The mathematical definition of neglible and non-neglible functions is fairly clear-cut, but why they are important and how they are used in cryptography?

Answer 1

In perfectly secret schemes like the one-time pad, the probability of success does not improve with greater computational power. However, in modern cryptographic schemes, we generally do not try to achieve perfect secrecy(yes governments may use the one time pad, but this is generally not practical for the average user). In fact, given unbounded computational power, all of our non-perfectly-secret schemes are insecure(also note that for public-key cryptography, perfect secrecy is unachievable using classic cryptography so all schemes are insecure against unbounded computational power). Instead, we define security against a specific set of adversaries whose computational power is bounded. Generally, we assume an adversary that is bounded to run in time polynomial to $n$, where $n$ is the security parameter given to the key generation algorithm(more precisely, the key generation algorithm is given input $1^n$ so that $n$ will be its input size and its output--the key--will be polynomial in the size of its input.)

So consider a scheme $\Pi$ where the only attack against it is brute force attack. We consider $\Pi$ to be secure if it cannot be broken by a brute force attack in polynomial time.

The idea of negligible probability encompasses this exact notion. In $\Pi$, let's say that we have a polynomial-bounded adversary. Brute force attack is not an option. But instead of brute force, the adversary can guess (a polynomial number of) random values and hope to chance upon the right one. In this case, we define security using negligible functions: The probability of success has to be smaller than the reciprocal of any polynomial function.

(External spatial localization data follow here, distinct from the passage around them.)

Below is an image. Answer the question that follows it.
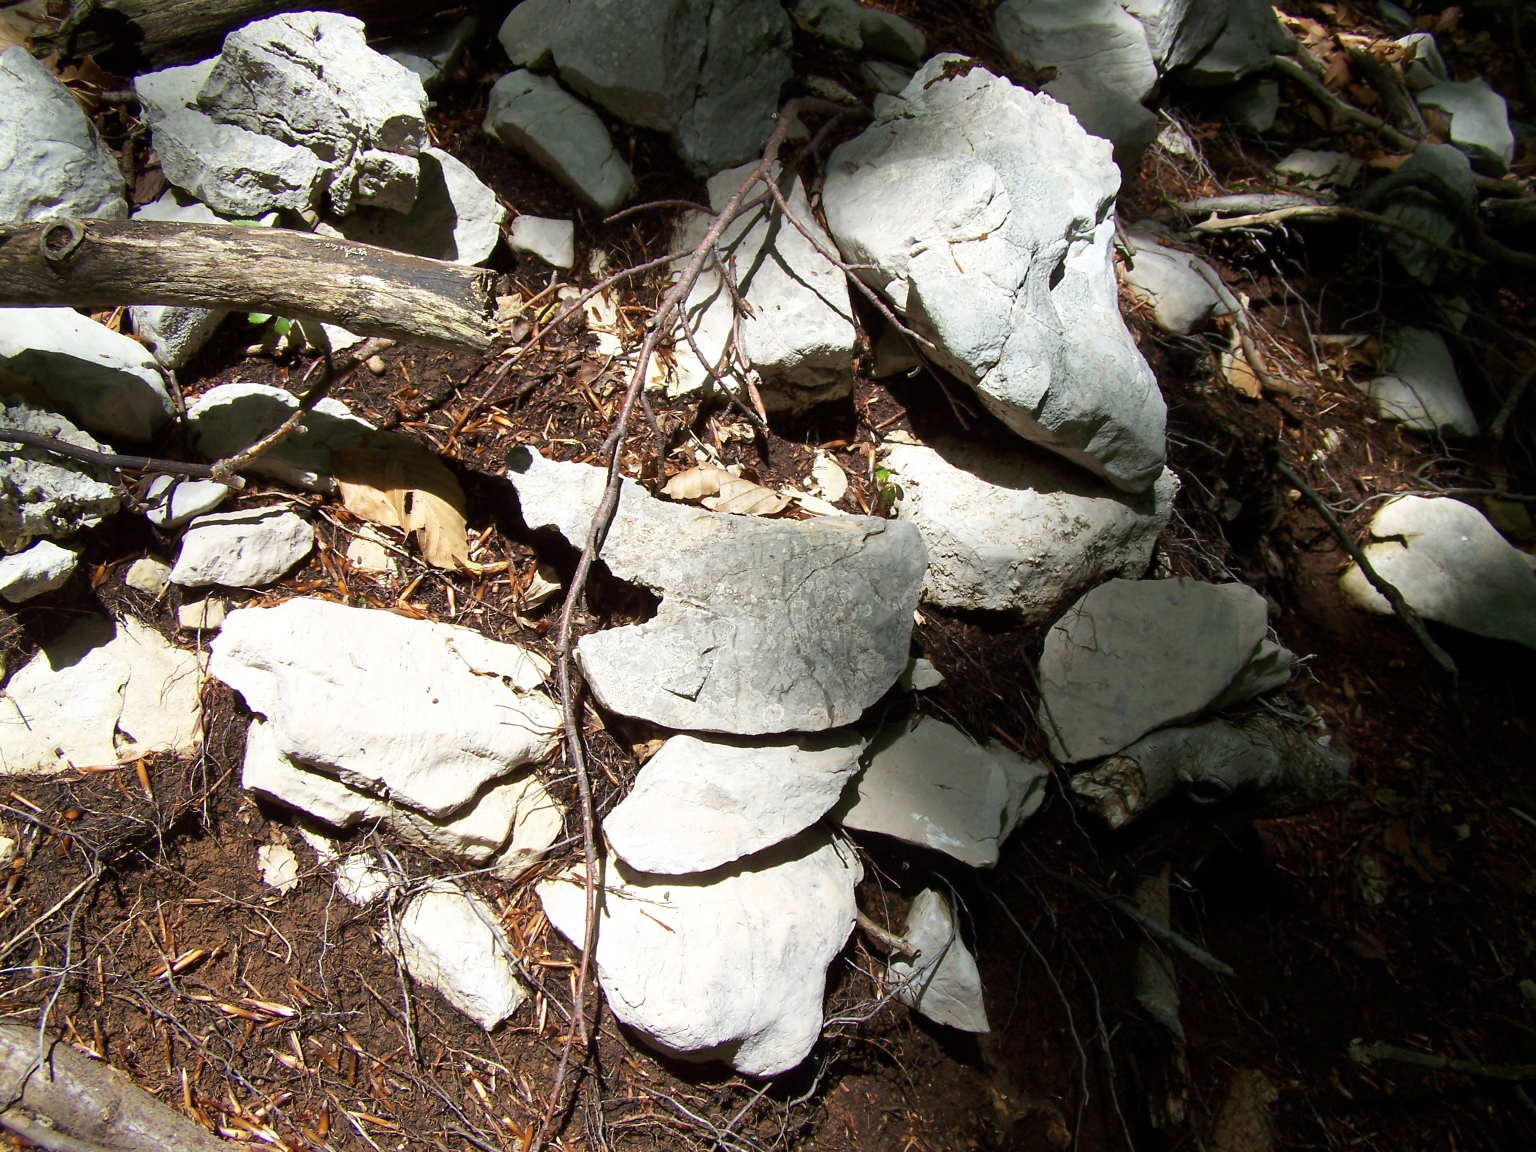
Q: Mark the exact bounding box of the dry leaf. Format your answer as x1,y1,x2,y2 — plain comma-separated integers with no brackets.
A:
333,439,471,569
702,477,791,516
808,451,848,503
521,563,562,610
0,0,51,53
793,493,846,517
662,465,736,500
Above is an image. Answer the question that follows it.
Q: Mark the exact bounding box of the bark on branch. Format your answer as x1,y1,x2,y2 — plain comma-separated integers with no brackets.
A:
0,219,496,352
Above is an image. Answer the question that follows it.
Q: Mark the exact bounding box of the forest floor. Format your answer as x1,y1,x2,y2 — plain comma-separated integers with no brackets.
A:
3,2,1536,1150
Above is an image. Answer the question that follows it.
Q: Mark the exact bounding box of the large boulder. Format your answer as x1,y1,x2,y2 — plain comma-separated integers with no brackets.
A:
507,447,926,734
538,834,860,1076
879,438,1175,618
1122,0,1229,73
0,46,126,222
1340,496,1536,650
822,56,1166,492
498,0,792,175
669,162,856,409
208,598,562,817
1180,0,1293,87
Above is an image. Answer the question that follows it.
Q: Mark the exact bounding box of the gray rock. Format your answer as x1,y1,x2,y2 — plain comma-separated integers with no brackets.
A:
0,307,175,442
508,215,575,268
538,835,860,1075
604,731,865,874
823,56,1167,492
858,7,926,63
1418,78,1515,173
508,447,926,734
187,382,373,490
135,60,328,217
670,162,856,409
0,615,203,775
1122,0,1229,72
0,539,79,602
198,12,428,214
123,557,172,594
1120,221,1239,334
169,506,315,588
0,46,126,222
498,0,792,175
1359,327,1477,436
243,719,563,872
142,475,231,529
0,399,121,552
887,888,989,1032
1341,496,1536,649
836,715,1048,867
1039,578,1285,762
860,59,914,95
319,147,504,265
210,598,562,817
791,0,925,62
1380,143,1477,284
1223,75,1280,132
177,597,227,632
1397,33,1447,91
994,0,1159,165
1275,149,1363,188
128,192,236,369
483,70,635,213
1182,0,1293,87
385,881,527,1030
879,438,1175,619
387,14,478,91
1379,1,1414,34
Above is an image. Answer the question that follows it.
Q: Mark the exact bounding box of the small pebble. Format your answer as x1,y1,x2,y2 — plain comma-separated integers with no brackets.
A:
177,598,228,632
366,355,387,375
124,556,172,594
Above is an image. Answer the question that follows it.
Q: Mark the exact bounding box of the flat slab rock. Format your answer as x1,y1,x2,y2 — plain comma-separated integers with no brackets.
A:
879,438,1175,619
1360,326,1477,437
822,56,1166,493
836,715,1047,868
384,880,527,1030
888,888,989,1033
507,448,925,734
1118,221,1238,335
538,834,861,1076
169,506,314,588
1,399,121,552
208,598,562,817
603,731,865,875
1341,496,1536,650
0,539,79,603
1,614,204,775
1039,577,1292,762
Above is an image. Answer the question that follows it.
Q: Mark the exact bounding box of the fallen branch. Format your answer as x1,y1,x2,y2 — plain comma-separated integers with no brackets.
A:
0,219,495,351
1349,1039,1536,1082
0,1021,227,1152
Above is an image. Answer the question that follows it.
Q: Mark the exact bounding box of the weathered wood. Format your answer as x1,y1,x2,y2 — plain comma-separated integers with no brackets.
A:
43,0,496,66
0,1022,229,1152
0,219,497,352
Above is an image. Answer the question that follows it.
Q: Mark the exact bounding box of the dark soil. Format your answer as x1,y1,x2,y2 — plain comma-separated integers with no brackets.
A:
4,3,1536,1151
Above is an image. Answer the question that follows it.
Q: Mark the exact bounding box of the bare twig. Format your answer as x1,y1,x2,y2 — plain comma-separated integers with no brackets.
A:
1350,1039,1536,1082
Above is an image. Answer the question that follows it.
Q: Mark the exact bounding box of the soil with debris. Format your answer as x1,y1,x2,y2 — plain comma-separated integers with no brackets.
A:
4,3,1536,1151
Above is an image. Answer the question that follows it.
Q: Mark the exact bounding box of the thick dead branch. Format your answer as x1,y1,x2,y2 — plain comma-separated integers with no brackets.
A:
0,1022,228,1152
1349,1039,1536,1082
0,219,496,351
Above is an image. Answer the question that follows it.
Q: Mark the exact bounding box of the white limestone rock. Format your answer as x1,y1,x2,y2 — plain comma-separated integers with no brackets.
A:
860,59,913,95
879,438,1175,619
994,0,1159,165
0,615,204,775
498,0,792,176
1275,149,1363,189
1039,577,1288,762
823,56,1166,492
0,539,78,602
128,191,238,369
177,598,227,632
483,70,635,213
387,14,477,91
508,447,925,734
385,881,527,1030
0,307,175,442
887,888,989,1033
142,475,231,529
604,732,865,874
1122,0,1229,72
508,215,575,269
187,382,373,490
124,557,171,594
538,835,860,1075
135,59,327,218
169,507,314,588
319,147,505,265
1341,496,1536,650
344,524,398,575
669,162,856,409
1360,327,1477,436
0,400,121,552
1181,0,1293,88
1119,221,1239,334
791,0,926,62
210,598,561,817
1397,32,1447,91
837,716,1048,867
0,46,126,222
1418,78,1514,174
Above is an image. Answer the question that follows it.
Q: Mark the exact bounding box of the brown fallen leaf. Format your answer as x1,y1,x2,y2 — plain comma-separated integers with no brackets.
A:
662,465,736,500
333,437,471,569
702,476,791,516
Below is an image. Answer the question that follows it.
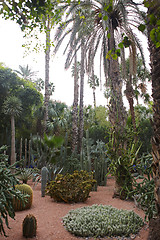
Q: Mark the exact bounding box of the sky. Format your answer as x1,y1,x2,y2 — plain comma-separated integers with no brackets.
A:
0,17,107,107
0,16,150,108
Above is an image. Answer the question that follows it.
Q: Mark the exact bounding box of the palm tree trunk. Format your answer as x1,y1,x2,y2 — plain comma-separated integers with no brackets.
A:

And this makes a lot of sense: If the success probability for an individual guess is a reciprocal of a polynomial function, then the adversary can try a polynomial amount of guesses and succeed with high probability. In sum then, if the overall success rate is $1/poly(n)$ then we consider this a feasible attack and the scheme is insecure.

So, we require that the success probability must be less than the reciprocal of every polynomial function. This way, even if the adversary tries poly(n) guesses, it will not be significant since it will only have tried:

$$\mathit{poly}(n)/\mathit{superpoly}(n)$$

As $n$ grows, the denominator grows far faster than the numerator and the success probability will not be significant.

Edited to add Here is an informal argument that may make this clearer: To see that the notions of superpolynomial brute force attack and negligible probability guessing are equivalent, consider a scheme with $K$ possible keys.

Brute force attack on the key set runs in $K$ time. Moreover, the probability of choosing a key at random and it being the correct key is $1/K$. Now, if $K$ is polynomial in $n$, (the security parameter), then this scheme can be brute forced in time $K = \mathit{poly}(n)$. Moreover a random guess succeeds with probability $1/K= 1/\mathit{poly}(n)=\text{non-negligible}$ and the scheme is by both definitions insecure.

To secure the scheme then, we want to make brute force run in superpolynomial time. In other words,$K$ must be superpolynomial in $n$. Well then, the probability of guessing correctly on a single guess is $$1/K=1/\mathit{superpoly}(n)$$ and this is by definition negligible probability.

Although informal, I think this last part motivates the use of negligible functions in security proofs.

Answer 2

While this is a very good explanation, I would like to add that you will see negligible functions also in other proofs. One example are peusdorandom strings. If an attacker looks at a string, he should only be able to decide if this string is pseudo-random or "real" random" with probability (distribution) $$½ + \mathit{negl}(n)$$

He can always toss a coin (that gives him probability ½) but maybe he can extract some piece of information that "improves" his guess.